If you support including cows, chickens, octopi, and shrimp in our wide and growing moral circle, then it seems difficult to exclude advanced alien life without resorting to ‘planetism.’ It might be that humans somehow produce more moral value per unit energy than other forms of life which would be a less arbitrary reason to favor our success over aliens. Even after discovering the existence of alien life, however, we would not have nearly enough data to expect anything other than humans being close to average in this respect.
The first assumption of observing alien civilization is sufficient but not entirely necessary for the same result. Observation of any alien life, even simple single cellular organisms, on a nearby planet greatly increases our best guess at the rate of formation of intelligent and morally valuable life in our galaxy, thus decreasing humanity’s importance in the overall moral value of the universe.
Longtermism and wide moral circles may dilute existential risk worries even on earth alone. If humans go extinct, what are the chances that some other animal, perhaps another primate or the octopus, will fill our empty niche? Even if it takes 10 million years, it all rounds out in the grand scheme which Longtermism says is most important.
Robin Hanson’s Grabby Aliens theory implies that the very absence of aliens from our observation combined with our early appearance in the history of the universe is evidence that many alien civilizations will soon fill the universe. The argument goes like this:
Human earliness in the universe needs explaining. Earth is 13.8 billion years old, but the average start lives for 5 trillion years. Advanced life is the result of several unlikely events in a row so it’s much more likely for it to arise later on the timeline than earlier.
One way to explain this is if some force prevents advanced life from arising later on the timeline. If alien civilizations settle the universe, they would prevent other advanced civilizations from arising. So the only time we could arise is strangely early on before the universe is filled with other life.
The fact that we do not yet see any of these galaxy settling civilizations implies that they must expand very quickly so the time between seeing their light and being conquered is always low.

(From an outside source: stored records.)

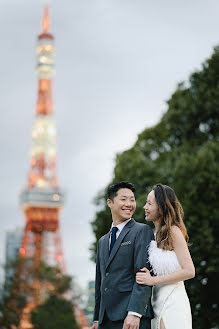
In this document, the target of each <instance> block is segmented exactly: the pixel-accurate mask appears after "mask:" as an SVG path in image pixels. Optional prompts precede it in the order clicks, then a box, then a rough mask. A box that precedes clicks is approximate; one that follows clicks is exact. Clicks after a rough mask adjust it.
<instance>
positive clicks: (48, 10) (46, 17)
mask: <svg viewBox="0 0 219 329" xmlns="http://www.w3.org/2000/svg"><path fill="white" fill-rule="evenodd" d="M43 2H44V4H43V5H44V8H43V19H42V32H43V33H48V32H49V27H50V15H49V0H44V1H43Z"/></svg>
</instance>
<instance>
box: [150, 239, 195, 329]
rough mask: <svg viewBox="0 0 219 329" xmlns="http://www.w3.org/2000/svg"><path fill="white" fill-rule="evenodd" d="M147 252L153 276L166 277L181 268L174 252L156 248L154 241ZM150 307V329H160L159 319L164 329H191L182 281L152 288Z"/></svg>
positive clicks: (179, 264) (183, 287) (151, 241)
mask: <svg viewBox="0 0 219 329" xmlns="http://www.w3.org/2000/svg"><path fill="white" fill-rule="evenodd" d="M148 252H149V258H148V260H149V262H150V264H151V266H152V269H153V272H154V275H166V274H169V273H172V272H175V271H177V270H179V269H180V268H181V267H180V264H179V262H178V259H177V256H176V254H175V252H174V251H169V250H163V249H160V248H158V247H157V243H156V241H151V242H150V245H149V249H148ZM152 306H153V310H154V319H152V322H151V329H160V320H161V319H162V320H163V323H164V325H165V329H192V316H191V308H190V303H189V299H188V296H187V293H186V290H185V286H184V282H183V281H180V282H178V283H174V284H158V285H156V286H154V287H153V292H152Z"/></svg>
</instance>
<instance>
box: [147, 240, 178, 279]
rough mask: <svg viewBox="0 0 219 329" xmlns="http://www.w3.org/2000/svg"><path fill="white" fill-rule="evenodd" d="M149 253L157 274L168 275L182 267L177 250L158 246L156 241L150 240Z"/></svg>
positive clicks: (149, 259)
mask: <svg viewBox="0 0 219 329" xmlns="http://www.w3.org/2000/svg"><path fill="white" fill-rule="evenodd" d="M148 254H149V257H148V260H149V262H150V264H151V266H152V269H153V272H154V274H155V275H166V274H169V273H172V272H176V271H178V270H179V269H180V268H181V266H180V264H179V261H178V258H177V256H176V253H175V251H174V250H163V249H160V248H158V247H157V242H156V241H151V242H150V245H149V248H148Z"/></svg>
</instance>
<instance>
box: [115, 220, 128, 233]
mask: <svg viewBox="0 0 219 329" xmlns="http://www.w3.org/2000/svg"><path fill="white" fill-rule="evenodd" d="M130 220H131V218H129V219H127V220H125V221H124V222H122V223H120V224H118V225H113V223H112V225H111V229H112V227H114V226H116V227H117V228H118V230H119V231H120V232H121V231H122V229H123V228H124V226H125V225H126V224H127V223H128V222H130Z"/></svg>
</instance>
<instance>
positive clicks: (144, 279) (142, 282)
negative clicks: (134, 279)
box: [136, 267, 154, 286]
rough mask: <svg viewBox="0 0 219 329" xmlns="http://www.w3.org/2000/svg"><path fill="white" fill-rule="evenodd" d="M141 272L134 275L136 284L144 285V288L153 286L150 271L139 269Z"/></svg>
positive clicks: (153, 284) (138, 272)
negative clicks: (134, 275)
mask: <svg viewBox="0 0 219 329" xmlns="http://www.w3.org/2000/svg"><path fill="white" fill-rule="evenodd" d="M141 271H142V272H137V273H136V282H137V283H138V284H144V285H146V286H153V285H154V278H153V276H151V274H150V271H149V270H148V269H147V268H146V267H144V268H141Z"/></svg>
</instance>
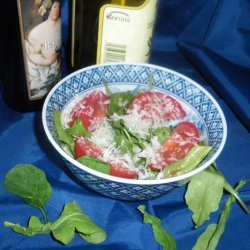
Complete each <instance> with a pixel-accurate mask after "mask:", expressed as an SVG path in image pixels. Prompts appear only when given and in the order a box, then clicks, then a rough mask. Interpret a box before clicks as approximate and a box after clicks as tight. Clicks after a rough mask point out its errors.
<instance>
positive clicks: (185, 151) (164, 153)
mask: <svg viewBox="0 0 250 250" xmlns="http://www.w3.org/2000/svg"><path fill="white" fill-rule="evenodd" d="M198 143H199V131H198V129H197V128H196V126H195V125H194V124H193V123H191V122H182V123H180V124H179V125H178V126H177V127H176V128H175V129H174V130H173V132H172V133H171V135H170V136H169V138H168V139H167V140H166V141H165V142H164V144H163V145H162V147H161V148H160V149H159V150H158V151H157V152H156V154H155V155H154V156H153V157H152V158H151V159H150V161H149V164H148V167H149V168H151V169H152V170H154V171H161V170H163V169H164V168H165V167H168V166H169V165H171V164H172V163H174V162H177V161H179V160H181V159H183V158H184V157H185V155H186V154H187V153H188V151H189V150H190V149H191V148H192V147H194V146H196V145H198Z"/></svg>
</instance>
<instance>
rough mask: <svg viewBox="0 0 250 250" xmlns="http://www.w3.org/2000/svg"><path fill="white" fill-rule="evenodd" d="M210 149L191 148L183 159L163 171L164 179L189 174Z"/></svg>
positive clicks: (169, 166) (163, 170)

The argument goes much deeper, but if you buy these conclusions along with Longtermism and a wide moral circle then humanity’s future barely matters even if we don’t find cities on Proxima D.
Big If True
The base rate of formation of intelligent or morally valuable life on earth and in the universe is an essential but unknown parameter for EA Longtermist philosophy. Longtermism currently assumes that this rate is very low which is fair given the lack of evidence. If we find evidence that this rate is higher, then wide moral circle Longtermists should shift their efforts from shielding humanity from as much existential risk as possible, to maximizing expected value by taking higher volatility paths into the future.